By Somnath Mukherjee
Another Union Budget, another round of recriminations on "inadequate" allocations to Defence. Had it not been for the criticality of the subject, deja vu and ennui would have been the dominant emotion. Unfortunately, the issue is important, and the narrative is dominated by largely uninformed hypotheses. As a result, putative solutions are often quite way off the mark.
First things first, on the key assumptions — do we spend too little on defence? The correct answer is — we don't know. Sans a comprehensive national defence policy in place, that lays down key national security objectives and building blocks required to achieving them, any number is a shot in the dark.
We do have the annual report of the ministry of defence, as well as various perspective plan documents brought out by individual service arms. More often than not though, they represent wish-lists rather than actionable plans. As a result, it is tough to really ascertain how much is enough.
So we take the next-best approach, of relative comparisons. Is India underfunding defence, compared to other countries? Do we really spend, as is breathlessly claimed all the time, "only 1.6 per cent of GDP" on defence? The simple answer to both is — not at all. To start with, our defence expenditure is not 1.6 per cent of GDP, it is around 2.2 per cent of GDP. It has never fallen below the 2 per cent benchmark. Further, at 2.2 per cent, we are not an outlier compared to the rest of the world. On the contrary, this is quite on par with the rest of the world on defence spending.
As can be seen, India spends more than China on defence (as percentage of GDP), and on par with South Korea and Turkey — both of whom face challenging security scenarios. Further, India spends around 16-17 per cent of the total central budget on defence, a fiscal stretch that is higher than many countries. It is on par with the United States, but unlike India, US defence expenditure provides large numbers of jobs locally – hence it is economically accretive.
For India, the toss-up between guns and butter is truly reflective, as we import most of our guns, and hence get little economic benefit out of it. In a somewhat sorry representation of priorities, defence happens to be the largest expenditure line in the Union Budget, after debt servicing. Ergo, the charge of spending too, less stands on tenuous legs.
So what accounts for the perception gap? It is, unfortunately, the mainstreaming of wrong data — repeated ad nauseam.
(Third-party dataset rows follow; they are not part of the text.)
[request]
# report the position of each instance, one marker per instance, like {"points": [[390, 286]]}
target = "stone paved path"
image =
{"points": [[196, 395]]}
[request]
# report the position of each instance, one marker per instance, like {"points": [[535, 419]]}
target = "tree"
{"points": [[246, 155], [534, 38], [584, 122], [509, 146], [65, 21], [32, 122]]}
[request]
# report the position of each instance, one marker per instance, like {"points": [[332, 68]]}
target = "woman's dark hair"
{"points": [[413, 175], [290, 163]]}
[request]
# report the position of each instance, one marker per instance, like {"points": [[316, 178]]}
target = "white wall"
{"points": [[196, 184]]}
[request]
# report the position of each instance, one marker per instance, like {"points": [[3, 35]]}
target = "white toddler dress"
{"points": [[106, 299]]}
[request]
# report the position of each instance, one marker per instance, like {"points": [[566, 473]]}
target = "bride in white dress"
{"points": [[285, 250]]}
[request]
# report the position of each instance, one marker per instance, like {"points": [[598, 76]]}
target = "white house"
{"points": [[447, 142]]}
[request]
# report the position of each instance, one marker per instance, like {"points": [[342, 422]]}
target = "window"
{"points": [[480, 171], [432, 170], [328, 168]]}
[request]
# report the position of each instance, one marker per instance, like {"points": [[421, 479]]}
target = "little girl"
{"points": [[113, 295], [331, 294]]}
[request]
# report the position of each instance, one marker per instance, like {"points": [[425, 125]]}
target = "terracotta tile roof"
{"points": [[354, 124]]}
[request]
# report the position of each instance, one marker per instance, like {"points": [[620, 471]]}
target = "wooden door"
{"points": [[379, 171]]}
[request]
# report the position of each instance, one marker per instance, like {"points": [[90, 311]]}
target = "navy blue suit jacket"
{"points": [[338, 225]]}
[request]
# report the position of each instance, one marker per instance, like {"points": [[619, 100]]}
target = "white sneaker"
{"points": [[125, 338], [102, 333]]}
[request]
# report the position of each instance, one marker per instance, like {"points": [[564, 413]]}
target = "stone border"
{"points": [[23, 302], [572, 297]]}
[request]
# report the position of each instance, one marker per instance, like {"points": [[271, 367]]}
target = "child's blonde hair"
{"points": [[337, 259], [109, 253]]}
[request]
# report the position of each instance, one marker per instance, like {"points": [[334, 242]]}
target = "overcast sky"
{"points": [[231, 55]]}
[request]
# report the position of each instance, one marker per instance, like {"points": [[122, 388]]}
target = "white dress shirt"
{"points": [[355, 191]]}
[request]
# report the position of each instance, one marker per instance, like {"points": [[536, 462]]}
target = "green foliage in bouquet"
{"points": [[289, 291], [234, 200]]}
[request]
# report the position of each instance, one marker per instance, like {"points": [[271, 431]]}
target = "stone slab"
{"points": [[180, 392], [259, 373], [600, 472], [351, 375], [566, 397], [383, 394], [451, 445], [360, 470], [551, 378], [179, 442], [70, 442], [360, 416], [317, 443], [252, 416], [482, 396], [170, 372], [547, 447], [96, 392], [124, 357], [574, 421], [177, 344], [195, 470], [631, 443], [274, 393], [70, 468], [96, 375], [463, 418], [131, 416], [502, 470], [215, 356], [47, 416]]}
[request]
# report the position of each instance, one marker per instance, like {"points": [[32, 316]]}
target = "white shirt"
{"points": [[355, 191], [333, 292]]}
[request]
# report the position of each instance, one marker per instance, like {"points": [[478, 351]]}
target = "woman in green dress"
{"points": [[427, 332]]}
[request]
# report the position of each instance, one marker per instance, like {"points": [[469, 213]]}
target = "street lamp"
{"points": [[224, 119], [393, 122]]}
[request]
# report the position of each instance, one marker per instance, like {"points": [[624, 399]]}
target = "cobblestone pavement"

As the old chestnut goes – Garbage In, Garbage Out. The widely quoted "1.6 per cent of GDP" number excludes defence pensions, which, in the last five years, has been the fastest-growing line in the defence budget. Thanks to the government implementing One Rank One Pension (OROP), the growth rate has been further hastened. While total defence expenditure has broadly kept pace with growth in national income, a steep J-curve in defence pensions has drawn resources away from capital expenditure.
As can be seen in the chart, while total defence expenditure has kept pace with growth in GDP (around 60 per cent) in the last five years, pensions have grown at more than double that rate, at around 140 per cent. Globally, defence pensions are part of defence budgets, and quoted as such. Insisting upon a factually lower number is a self-serving lament, but does nothing to identify the real issue.
To make things worse, the issue doesn't lend itself to easy answers anymore. Pension commitments are sovereign liabilities, and cannot be rescinded. Given increased lifespans, a still-growing manpower profile of the Army and the principle of "price and grade inflation"— indexation in OROP — pensions are expected to continue its rise in geometric proportions. FY19 would be the third straight year running when pension spends would be higher, in absolute terms, than capital expenditure in the defence budget.
Can things get better? Not by a whole lot. India's nominal GDP growth has settled into a trendline of 9-11 per cent. While tax-to-GDP ratios will keep improving, the contest over fiscal space among competing priorities will only get tighter. Ergo, it would be very difficult for defence expenditure as proportion of GDP to go up in material terms. Now, it can be safely deduced from recent trends that pensions would grow at levels at least 50-75 per cent faster than headline growth in GDP (and overall defence expenditure). With pay and benefits to serving personnel keeping pace with GDP growth, the growth rate in capital expenditure is destined to remain at a pace that is lower than overall expenditure.
This is the plausible reality. Unfortunately, the general narrative of the strategic commentariat is a never-ending complaint about inadequate allocations. This hasn't changed for many decades now, with commentators constantly referring to defence allocations equivalent to 3.3 per cent of GDP in the mid 1980s (forgetting India quickly went bankrupt at the end of that decade!).
The situation is critical, and requires radical solutions. We perhaps need to revisit our NFU (No First Use) posture on nuclear weapons. Maybe bandwagon ourselves into formal military alliances with the US. One point though is clear — there is no room for old thinking, either in actual policymaking or in its critique!
(The author is head-investment advisory & strategy, products and international business at ASK Wealth Advisors. Views expressed are personal.)